The Federal Circuit found authority for its across-the-board subject-matter eligibility test in a 1972 opinion from the United States Supreme Court, Gottschalk v. Benson. Under that test, a method invention is eligible for patenting if "(1) it is tied to a particular machine or apparatus, or (2) it transforms a particular article into a different state or thing." The Federal Circuit repeatedly stressed that this test is the only test for the subject-matter eligibility of method inventions. The Federal Circuit also suggested, however, that the Supreme Court "may ultimately decide to alter or perhaps even set aside this test to accommodate emerging technologies."
The Federal Circuit also explicitly rejected a number of alternative formulations of the subject-matter eligibility test. For example, it rejected the "technological arts" test and explicitly admonished both the Patent and Trademark Office and the district courts to avoid using "technological arts" as a shortcut for a "machine-or-transformation" inquiry.
The Federal Circuit did not explicitly overrule its decision in State St. Bank & Trust Co. v. Signature Fin. Group, which is generally regarded as having opened the door for "business method" patents. However, it noted that to the extent State Street and subsequent decisions rely on the "useful, concrete and tangible result" test rather than the "machine-or-transformation" test, those portions of those decisions "should no longer be relied on."
Because the Bilski claims at issue did not contain any "machine" limitations, the Federal Circuit's consideration was limited to an application of the "transformation" prong of the test, concluding that Bilski’s "manipulations ... of public or private legal obligations or relationships, business risks, or other such abstractions" did not constitute a patent-eligible "transformation." It further noted that a transformation that merely involved "insignificant postsolution activity" or "extra-solution activity" would not be a sufficient transformation, citing the Supreme Court's opinions in Diamond v. Diehr and Parker v. Flook. The Federal Circuit did not address what would constitute a sufficient "tie" to a machine or apparatus under the "machine" prong of the test, and explicitly declined to address whether mere recitation of a computer would be sufficient.

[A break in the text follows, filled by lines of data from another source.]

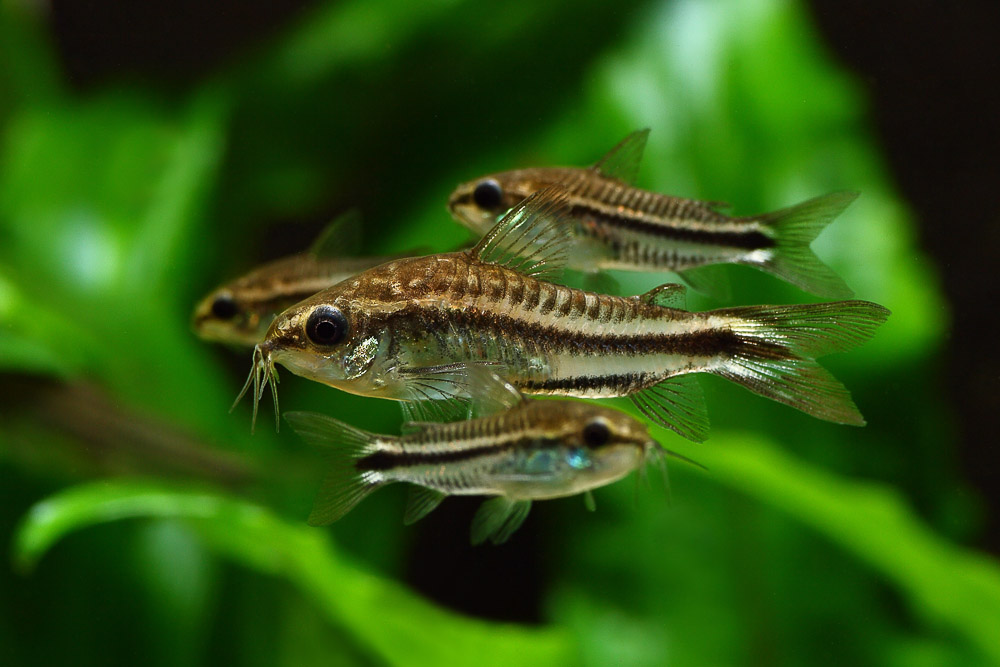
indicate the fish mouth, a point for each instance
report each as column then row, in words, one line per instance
column 262, row 373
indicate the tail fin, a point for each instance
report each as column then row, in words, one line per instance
column 793, row 229
column 782, row 343
column 344, row 486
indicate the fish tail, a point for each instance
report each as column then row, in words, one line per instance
column 344, row 485
column 793, row 229
column 778, row 346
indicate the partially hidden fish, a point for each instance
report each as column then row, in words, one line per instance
column 618, row 226
column 527, row 450
column 240, row 311
column 405, row 330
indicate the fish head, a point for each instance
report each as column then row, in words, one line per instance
column 328, row 338
column 224, row 317
column 478, row 204
column 600, row 444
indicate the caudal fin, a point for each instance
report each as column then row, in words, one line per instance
column 344, row 486
column 793, row 229
column 779, row 345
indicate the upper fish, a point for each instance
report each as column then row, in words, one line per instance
column 525, row 450
column 240, row 311
column 618, row 226
column 405, row 329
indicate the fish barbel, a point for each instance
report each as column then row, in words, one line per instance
column 617, row 226
column 240, row 311
column 528, row 450
column 404, row 330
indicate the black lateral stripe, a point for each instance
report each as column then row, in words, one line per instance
column 745, row 240
column 384, row 460
column 619, row 381
column 705, row 343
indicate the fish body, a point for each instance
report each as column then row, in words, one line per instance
column 397, row 331
column 615, row 225
column 240, row 311
column 531, row 450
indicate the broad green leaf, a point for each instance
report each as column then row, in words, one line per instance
column 946, row 584
column 395, row 624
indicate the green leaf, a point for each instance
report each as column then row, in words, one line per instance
column 946, row 584
column 395, row 625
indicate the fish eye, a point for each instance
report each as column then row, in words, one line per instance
column 488, row 195
column 224, row 307
column 596, row 433
column 326, row 326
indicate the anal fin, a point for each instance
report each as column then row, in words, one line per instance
column 677, row 404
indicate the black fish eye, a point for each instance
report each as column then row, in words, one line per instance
column 596, row 433
column 224, row 307
column 488, row 195
column 326, row 326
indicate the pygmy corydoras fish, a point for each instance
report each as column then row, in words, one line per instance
column 240, row 311
column 401, row 329
column 618, row 226
column 529, row 450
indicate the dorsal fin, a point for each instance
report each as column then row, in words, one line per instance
column 340, row 238
column 532, row 237
column 670, row 295
column 622, row 161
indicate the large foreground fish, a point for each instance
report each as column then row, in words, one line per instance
column 615, row 225
column 406, row 329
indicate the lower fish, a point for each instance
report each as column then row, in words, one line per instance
column 530, row 450
column 405, row 329
column 615, row 225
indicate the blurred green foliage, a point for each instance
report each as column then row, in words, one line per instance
column 121, row 206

The decision included one concurrence and three dissents. Of the three dissenting opinions, only Judge Newman’s dissent advocated a different result. Judge Mayer dissented because he felt the majority did not go far enough and should have overruled State Street and AT&T Corp. v. Excel Communications, Inc. and established a per se ban on "business method" patents. Judge Rader, on the other hand, felt that the majority went further than it had to when it could have simply affirmed the rejection of the Bilski claims as being directed to a patent-ineligible "abstract idea."